In conclusion, based on the existing research conducted on data sharing in blockchain, the main problems are that the centralized storage as supplementary storage has the disadvantages of non-scalability, weak disaster tolerance, and high personal maintenance cost due to the limited storage capacity of blockchain. Besides, there is a lack of confidentiality protection for the data uploaded to the blockchain supplementary storage. On the other hand, the shared security access to data can be realised through access control, but it is lack of protection of confidentiality of the data itself. Therefore, in order to solve the security problems of the traditional data sharing system, this study proposes a blockchain-based data security sharing model, which discards the traditional data sharing model based on centralized servers.

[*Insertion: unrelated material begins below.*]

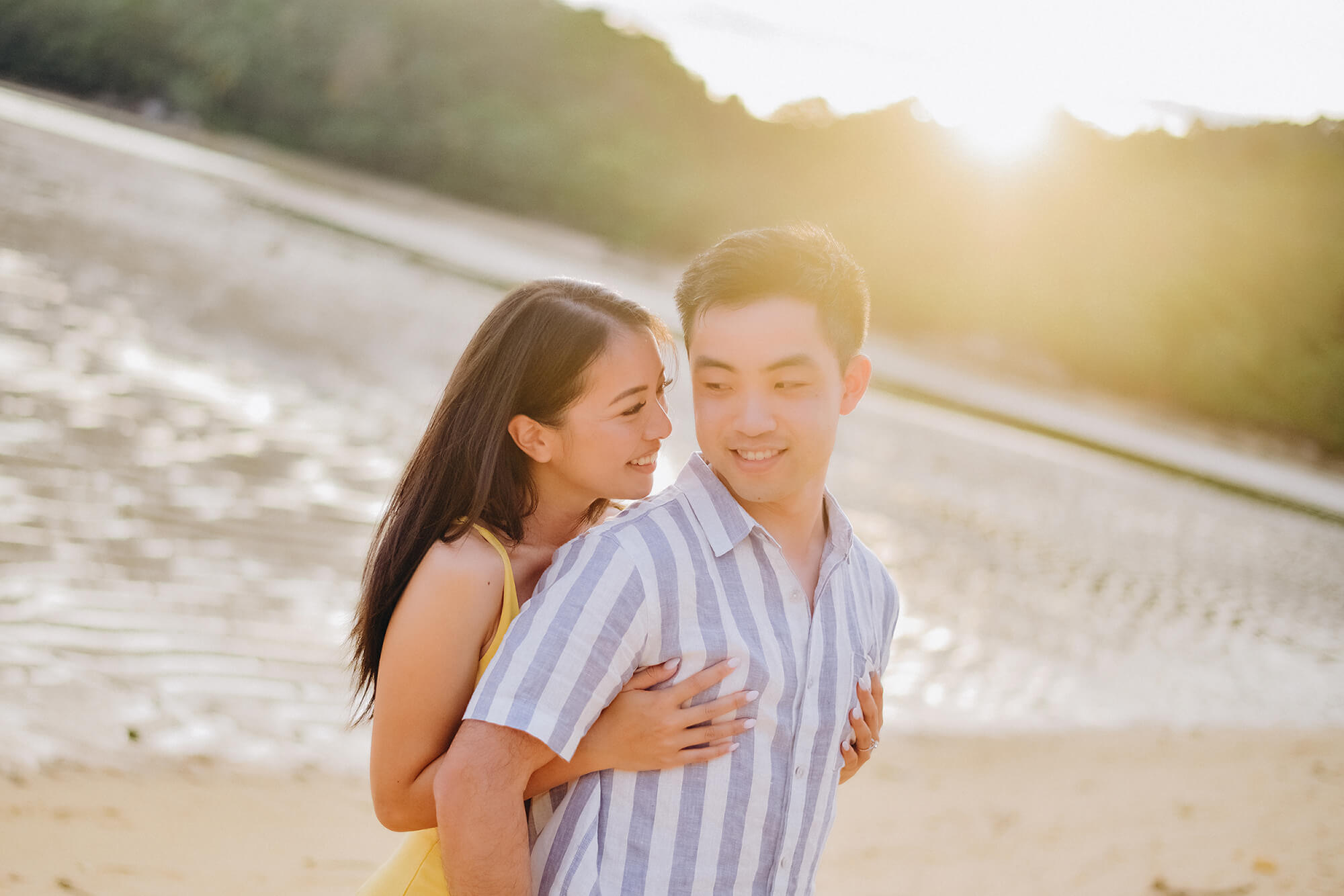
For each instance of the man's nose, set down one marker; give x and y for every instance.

2. Data Sharing and Blockchain Technology
2.1. Blockchain Technology
The essence of blockchain technology is a distributed shared database, whose data structure is a chain structure. The block data structure is shown in Figure 1. Actually, each block is divided into block head and block body, and blocks are formed by hash pointers in series with each other.

The implementation of blockchain public ledger is based on cryptography, distributed consistent protocol, peer-to-peer network, smart contract, and other technologies, which are decentralized, tamper-proof, traceable, and transparent. It is decentralized, traceable, and open and transparent. Combining blockchain technology with data sharing and distribution can effectively solve the drawbacks of centralized data sharing such as single point of failure that commonly exists, and it has a broad application prospect.

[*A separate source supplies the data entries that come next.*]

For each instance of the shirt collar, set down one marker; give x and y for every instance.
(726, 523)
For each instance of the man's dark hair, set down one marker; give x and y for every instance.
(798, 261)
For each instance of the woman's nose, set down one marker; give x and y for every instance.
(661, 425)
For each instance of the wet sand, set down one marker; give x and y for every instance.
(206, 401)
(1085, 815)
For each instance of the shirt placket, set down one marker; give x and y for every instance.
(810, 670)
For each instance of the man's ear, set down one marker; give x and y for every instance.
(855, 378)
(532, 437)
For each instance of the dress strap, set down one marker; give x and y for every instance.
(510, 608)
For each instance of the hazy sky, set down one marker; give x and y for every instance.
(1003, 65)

Nowadays, there are three main types of blockchains: public chains, private chains, and coalition chains. Public chains belong to a blockchain composed of public participation, which are decentralized and do not contain a single entity to control the network. However, in some blockchain application scenarios, it is not expected that all users of the system will have equal access to all data, and the blockchain structure where authenticated nodes are allowed to participate and access data is private chain. Many companies establish private chains that are partially decentralized, only a small number of nodes are selected to achieve consensus, and most of the power on the private chain is assigned to individuals. Thus, the permission chain is a type of blockchain where management is centralized within the blockchain. Coalition chains are proposed to eliminate the drawbacks of private chain and are considered a kind of blockchain in the middle of public and private chains. Coalition chains allow specific organizations and nodes to participate in consensus and are partially decentralized compared to the centralized network of private chains, where a part of the organization that chooses to join determines the consensus.
The three different types of blockchain message pairs are shown in Table 1. In terms of reaching consensus, all nodes of a public chain participate in consensus, and the consensus of an organization’s private chain is determined internally by its organization, while a coalition chain is responsible for consensus through a specific set of nodes. In terms of block information reading permission, public chains can openly view transaction information, while private chains and coalition chains can choose to restrict or open permission according to their actual application needs. In terms of efficiency, due to the large number of nodes in the public chain and the many nodes involved in consensus, it takes longer time to publish transactions and blocks, while private chains and coalition chains have limited data of participants into blocks with higher efficiency.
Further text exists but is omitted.